The church wedding or First Communion ceremony is just another service to be bought and consumed. The priest is just another professional, no different from the accountant or solicitor, and certainly not the representative of a community of believers. The stipend repays him for his effort. No further effort of friendship or commitment is required.
Maybe what they have done is more akin to barging in on a family as it sits down to a meal.
They help themselves to the Sunday roast, interrupt the conversation, criticise the cooking and the senior members of the household, show no interest in the lives or welfare of their hosts and leave again. At best, they leave a few quid to pay for their dinner.
We can easily sympathise with the Church’s frustration if the intruders are well-heeled, middle-class types who are simply using the church as a fashion accessory, an art gallery to form the backdrop to a significant moment in their lives.

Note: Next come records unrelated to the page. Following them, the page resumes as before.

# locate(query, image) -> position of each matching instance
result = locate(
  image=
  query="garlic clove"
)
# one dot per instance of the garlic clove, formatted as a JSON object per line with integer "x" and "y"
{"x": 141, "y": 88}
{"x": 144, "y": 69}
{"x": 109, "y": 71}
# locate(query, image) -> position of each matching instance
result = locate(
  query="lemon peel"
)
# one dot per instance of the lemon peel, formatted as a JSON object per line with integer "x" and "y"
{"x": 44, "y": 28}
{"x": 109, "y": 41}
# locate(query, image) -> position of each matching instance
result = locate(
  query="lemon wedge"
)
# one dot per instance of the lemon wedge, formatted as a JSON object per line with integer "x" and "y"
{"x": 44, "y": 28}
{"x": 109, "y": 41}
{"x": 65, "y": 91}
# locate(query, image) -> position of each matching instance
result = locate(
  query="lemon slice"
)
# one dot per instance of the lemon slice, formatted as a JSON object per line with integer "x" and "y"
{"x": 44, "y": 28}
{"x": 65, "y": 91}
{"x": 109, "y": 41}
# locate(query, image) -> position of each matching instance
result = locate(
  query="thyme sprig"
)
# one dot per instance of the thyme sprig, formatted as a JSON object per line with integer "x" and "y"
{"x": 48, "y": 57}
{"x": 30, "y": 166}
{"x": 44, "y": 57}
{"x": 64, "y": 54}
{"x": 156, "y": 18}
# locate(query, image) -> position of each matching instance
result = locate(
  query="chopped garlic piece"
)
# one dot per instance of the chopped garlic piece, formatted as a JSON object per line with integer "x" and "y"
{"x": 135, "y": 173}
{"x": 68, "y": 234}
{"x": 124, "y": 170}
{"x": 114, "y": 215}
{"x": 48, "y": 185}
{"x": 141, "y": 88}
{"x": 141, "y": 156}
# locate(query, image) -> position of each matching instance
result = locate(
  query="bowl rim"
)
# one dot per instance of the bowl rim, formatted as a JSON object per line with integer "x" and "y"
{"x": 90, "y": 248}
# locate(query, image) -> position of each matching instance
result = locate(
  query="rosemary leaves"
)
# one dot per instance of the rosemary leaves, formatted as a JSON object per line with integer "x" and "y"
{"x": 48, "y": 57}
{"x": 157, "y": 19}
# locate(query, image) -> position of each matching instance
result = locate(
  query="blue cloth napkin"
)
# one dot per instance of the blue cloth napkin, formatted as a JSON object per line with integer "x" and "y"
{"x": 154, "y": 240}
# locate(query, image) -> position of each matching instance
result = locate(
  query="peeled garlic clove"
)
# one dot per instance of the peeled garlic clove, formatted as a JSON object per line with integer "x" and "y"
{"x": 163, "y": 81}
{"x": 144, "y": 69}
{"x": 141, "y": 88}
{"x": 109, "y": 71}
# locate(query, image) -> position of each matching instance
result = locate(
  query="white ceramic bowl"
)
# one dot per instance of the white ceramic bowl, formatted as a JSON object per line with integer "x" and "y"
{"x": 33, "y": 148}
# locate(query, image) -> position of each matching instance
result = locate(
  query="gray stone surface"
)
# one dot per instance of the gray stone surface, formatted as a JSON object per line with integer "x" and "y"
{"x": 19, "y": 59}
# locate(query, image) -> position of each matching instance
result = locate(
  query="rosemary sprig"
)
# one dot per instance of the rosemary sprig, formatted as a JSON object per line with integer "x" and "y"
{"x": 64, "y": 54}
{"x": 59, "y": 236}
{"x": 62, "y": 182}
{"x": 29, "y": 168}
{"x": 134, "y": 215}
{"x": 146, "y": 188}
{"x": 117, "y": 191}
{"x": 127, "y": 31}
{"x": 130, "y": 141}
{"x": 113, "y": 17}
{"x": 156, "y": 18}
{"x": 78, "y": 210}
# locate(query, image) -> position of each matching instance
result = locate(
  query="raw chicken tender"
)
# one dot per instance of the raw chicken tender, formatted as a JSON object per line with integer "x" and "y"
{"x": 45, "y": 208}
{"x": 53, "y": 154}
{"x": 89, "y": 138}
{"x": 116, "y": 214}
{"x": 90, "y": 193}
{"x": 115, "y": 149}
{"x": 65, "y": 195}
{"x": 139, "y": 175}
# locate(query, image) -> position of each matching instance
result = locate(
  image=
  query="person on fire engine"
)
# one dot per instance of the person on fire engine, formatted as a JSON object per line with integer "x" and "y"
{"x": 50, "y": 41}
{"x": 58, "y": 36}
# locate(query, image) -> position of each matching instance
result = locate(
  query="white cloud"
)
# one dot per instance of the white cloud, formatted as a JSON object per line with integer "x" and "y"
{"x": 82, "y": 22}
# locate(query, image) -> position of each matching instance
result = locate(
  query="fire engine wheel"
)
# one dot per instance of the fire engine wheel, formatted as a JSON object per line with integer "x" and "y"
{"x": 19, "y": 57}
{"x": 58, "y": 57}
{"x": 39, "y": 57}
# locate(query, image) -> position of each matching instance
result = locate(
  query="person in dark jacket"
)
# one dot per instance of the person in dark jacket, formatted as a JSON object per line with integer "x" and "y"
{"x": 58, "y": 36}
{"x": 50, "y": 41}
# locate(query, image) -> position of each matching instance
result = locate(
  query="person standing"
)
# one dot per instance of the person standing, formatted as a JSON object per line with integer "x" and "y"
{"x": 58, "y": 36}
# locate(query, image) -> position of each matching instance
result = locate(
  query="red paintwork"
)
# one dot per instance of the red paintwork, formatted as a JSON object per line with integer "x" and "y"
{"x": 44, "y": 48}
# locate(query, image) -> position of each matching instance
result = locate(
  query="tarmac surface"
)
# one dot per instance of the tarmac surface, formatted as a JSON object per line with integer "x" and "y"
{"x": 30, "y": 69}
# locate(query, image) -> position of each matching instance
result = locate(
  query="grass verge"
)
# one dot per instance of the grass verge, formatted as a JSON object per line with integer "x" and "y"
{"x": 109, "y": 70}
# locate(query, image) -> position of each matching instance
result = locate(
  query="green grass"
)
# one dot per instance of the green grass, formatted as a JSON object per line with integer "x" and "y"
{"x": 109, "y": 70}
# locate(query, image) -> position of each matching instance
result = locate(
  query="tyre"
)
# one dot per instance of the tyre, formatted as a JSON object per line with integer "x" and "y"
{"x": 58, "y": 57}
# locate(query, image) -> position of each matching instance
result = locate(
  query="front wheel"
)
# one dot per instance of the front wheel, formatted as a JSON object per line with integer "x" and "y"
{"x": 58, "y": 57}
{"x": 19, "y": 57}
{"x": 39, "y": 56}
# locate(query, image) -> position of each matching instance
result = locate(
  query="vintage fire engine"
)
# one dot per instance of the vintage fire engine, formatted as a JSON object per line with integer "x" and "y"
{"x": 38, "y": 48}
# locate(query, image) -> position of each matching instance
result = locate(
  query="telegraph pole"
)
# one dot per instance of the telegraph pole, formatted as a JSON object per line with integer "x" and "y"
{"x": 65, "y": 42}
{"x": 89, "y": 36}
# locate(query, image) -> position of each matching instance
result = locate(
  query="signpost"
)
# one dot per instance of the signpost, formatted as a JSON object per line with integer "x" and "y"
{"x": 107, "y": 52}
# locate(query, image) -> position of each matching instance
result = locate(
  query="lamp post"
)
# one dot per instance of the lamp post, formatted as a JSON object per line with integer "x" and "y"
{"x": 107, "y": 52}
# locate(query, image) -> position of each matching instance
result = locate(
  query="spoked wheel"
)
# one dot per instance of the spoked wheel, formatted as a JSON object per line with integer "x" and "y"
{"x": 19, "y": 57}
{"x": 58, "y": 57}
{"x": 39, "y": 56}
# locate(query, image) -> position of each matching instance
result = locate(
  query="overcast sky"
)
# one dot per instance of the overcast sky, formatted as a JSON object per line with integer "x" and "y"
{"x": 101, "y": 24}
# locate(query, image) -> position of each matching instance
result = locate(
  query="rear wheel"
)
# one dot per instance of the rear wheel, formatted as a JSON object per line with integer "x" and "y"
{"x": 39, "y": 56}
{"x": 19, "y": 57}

But what of those who haven’t enough faith to attend frequently, but still want the benefits provided by the Church community to be enjoyed by their children? Aren’t they freeloading too? Isn’t it also possible that they are doing their children a disservice because, instead of exposing their children to religious faith, they are vaccinating them against it?
Yes, the children are exposed to the ritual, ceremony and language of the Church. But they also see that their parents don’t really believe and quickly lose faith themselves. When life’s big challenges come, or when the Church approaches them in future, faith will have no meaning for them. They have been through all that stuff, as they see it, and it holds no fascination for them.
That’s the pessimistic outlook. The optimistic version sees the religious ethos rubbing off on the children and perhaps in time influencing their parents as well.
Bishop Murphy’s colleague, the coadjutor Archbishop of Dublin, observes that irregularly practising Catholics have yet to arrive at “maturity of faith”. Young people getting married are at a stage of least church practice, he says, but this situation may change as they grow older.
The Bishop of Kerry used language that was provocative, yet careful. He chose to open a dialogue, not issue an edict. He did not try to ban irregularly practising Catholics from approaching the sacraments.
He simply challenged them to reflect on the contradictions and discourtesy of what they are doing.
A mature society will see the value in chewing over what he has said.